L’exécutif se montrait confiant : « Nous sommes plus près d’un accord que d’un désaccord », a assuré lundi le ministre de l’Intérieur Gérald Darmanin, reconnaissant néanmoins qu’« il reste beaucoup de détails à régler ». Pour Emmanuel Macron, qui disait vendredi espérer « un compromis intelligent » sur ce texte et a reçu lundi Élisabeth Borne à déjeuner, c’est une étape cruciale de son deuxième quinquennat.

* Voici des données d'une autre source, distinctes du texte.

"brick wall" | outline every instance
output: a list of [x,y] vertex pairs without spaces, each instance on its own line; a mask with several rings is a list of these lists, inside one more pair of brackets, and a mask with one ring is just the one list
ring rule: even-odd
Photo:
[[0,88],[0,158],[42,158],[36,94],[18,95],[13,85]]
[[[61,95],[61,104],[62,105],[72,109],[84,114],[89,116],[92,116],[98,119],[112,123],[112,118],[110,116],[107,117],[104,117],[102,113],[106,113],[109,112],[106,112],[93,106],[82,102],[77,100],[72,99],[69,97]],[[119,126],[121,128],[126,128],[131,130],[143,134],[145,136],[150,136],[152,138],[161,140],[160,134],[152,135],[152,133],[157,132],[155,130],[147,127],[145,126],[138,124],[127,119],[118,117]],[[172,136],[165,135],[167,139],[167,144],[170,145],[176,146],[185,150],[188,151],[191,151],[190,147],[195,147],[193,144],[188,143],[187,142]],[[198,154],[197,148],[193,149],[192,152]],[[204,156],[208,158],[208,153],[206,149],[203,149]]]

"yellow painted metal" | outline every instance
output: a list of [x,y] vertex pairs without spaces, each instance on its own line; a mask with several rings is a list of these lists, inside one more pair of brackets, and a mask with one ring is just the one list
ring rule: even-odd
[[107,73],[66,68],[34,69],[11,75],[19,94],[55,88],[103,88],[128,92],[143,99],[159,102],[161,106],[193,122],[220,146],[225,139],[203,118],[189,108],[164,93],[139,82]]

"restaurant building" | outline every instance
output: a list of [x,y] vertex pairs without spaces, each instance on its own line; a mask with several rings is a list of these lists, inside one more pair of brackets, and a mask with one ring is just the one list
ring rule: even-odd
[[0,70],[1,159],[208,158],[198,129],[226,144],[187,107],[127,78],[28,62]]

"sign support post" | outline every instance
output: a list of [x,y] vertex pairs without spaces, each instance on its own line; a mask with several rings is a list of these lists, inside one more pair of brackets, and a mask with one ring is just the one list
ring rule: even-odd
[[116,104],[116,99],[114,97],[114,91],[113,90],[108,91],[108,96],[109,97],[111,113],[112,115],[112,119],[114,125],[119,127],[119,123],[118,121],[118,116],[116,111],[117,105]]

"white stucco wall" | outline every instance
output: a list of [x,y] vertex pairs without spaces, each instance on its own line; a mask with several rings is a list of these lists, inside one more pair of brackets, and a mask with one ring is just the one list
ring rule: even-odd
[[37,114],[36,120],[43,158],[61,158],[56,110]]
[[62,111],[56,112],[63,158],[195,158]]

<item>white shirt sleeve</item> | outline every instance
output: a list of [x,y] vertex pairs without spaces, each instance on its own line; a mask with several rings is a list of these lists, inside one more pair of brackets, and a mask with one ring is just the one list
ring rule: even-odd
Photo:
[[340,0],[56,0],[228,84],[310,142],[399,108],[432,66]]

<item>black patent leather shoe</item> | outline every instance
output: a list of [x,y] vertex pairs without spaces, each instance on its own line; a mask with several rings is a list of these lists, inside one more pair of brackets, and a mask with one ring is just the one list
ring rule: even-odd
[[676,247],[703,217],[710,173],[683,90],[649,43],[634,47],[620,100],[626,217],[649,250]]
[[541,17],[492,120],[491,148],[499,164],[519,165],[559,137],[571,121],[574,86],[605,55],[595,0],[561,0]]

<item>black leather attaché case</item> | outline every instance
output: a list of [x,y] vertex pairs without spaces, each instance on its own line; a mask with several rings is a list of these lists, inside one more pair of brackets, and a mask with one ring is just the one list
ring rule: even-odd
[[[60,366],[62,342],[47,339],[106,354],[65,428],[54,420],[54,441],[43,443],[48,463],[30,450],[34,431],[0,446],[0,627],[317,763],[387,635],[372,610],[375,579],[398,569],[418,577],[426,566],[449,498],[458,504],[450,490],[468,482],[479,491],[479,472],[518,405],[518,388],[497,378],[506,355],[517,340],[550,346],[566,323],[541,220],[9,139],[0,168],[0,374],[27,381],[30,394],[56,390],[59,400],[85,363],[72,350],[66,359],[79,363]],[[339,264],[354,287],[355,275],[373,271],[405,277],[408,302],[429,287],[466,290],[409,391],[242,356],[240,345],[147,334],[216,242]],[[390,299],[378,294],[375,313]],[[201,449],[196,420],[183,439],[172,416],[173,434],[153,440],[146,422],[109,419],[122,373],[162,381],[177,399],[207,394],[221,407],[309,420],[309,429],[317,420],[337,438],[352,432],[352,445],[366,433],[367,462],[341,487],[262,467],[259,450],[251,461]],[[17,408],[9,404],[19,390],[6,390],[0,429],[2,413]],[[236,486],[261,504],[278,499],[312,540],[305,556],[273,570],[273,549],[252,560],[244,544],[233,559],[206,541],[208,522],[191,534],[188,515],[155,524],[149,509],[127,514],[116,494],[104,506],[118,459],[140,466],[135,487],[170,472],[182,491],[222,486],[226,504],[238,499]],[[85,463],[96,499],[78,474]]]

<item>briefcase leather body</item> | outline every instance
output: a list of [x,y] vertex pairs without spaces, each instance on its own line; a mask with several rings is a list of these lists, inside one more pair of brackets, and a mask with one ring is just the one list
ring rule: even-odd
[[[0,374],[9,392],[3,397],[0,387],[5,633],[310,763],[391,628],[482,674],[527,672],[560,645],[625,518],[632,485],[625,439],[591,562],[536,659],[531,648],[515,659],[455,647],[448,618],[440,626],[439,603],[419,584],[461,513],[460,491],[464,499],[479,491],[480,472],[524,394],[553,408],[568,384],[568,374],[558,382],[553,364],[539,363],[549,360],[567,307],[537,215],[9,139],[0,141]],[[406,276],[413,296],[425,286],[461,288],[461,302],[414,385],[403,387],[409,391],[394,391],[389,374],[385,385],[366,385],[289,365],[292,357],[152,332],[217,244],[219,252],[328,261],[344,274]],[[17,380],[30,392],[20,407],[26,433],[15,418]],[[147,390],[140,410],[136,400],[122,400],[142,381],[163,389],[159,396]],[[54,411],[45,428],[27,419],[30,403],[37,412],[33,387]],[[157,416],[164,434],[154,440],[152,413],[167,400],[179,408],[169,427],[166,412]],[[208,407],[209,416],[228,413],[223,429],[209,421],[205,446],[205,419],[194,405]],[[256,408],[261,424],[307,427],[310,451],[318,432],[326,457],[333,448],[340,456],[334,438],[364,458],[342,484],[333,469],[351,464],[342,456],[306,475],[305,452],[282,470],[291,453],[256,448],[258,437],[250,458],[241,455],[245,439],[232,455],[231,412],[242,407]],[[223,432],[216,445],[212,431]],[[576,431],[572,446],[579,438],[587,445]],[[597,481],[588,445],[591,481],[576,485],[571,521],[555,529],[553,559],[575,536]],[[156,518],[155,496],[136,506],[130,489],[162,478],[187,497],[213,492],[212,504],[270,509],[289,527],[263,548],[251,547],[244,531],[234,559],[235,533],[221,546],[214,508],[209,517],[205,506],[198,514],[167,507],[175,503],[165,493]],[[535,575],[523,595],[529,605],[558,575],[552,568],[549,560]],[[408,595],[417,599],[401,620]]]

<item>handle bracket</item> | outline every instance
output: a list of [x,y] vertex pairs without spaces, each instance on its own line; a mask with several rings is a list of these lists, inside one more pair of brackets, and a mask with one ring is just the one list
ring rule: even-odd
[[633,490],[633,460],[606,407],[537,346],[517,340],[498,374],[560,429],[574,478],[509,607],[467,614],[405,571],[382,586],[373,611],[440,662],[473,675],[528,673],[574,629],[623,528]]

Des manifestations dans plusieurs villes
Plusieurs milliers de manifestants ont défilé, ce lundi, en France pour appeler à la « résistance » contre le projet de loi immigration, qui représente selon eux un « reniement des valeurs » républicaines, alors que l’avenir du texte se jouait dans la soirée lors d’une réunion cruciale à l’Assemblée nationale. À l’appel de collectifs de sans-papiers et de la Marche des Solidarités, plusieurs milliers de personnes (2 300 selon la préfecture de police) se sont rassemblées place de la République, dans le centre de Paris, derrière des pancartes « Darmanin ne fera pas sa loi », selon un de nos confrères sur place.
« Notre pays n’est pas, en ce moment, en train de se réunir à l’Assemblée nationale. Il est ici comme dans une soixantaine de villes pour manifester » contre un projet de loi « raciste », a dénoncé Denis Godard, un représentant de la Marche des Solidarités, promettant d’entrer « en résistance » si le texte était finalement adopté.
Des manifestations similaires, se sont tenues dans plusieurs villes de France, de Marseille (500 personnes rassemblées selon la préfecture locale) à Toulouse en passant par Nantes, où 400 personnes s’étaient réunies selon la préfecture de Loire-Atlantique.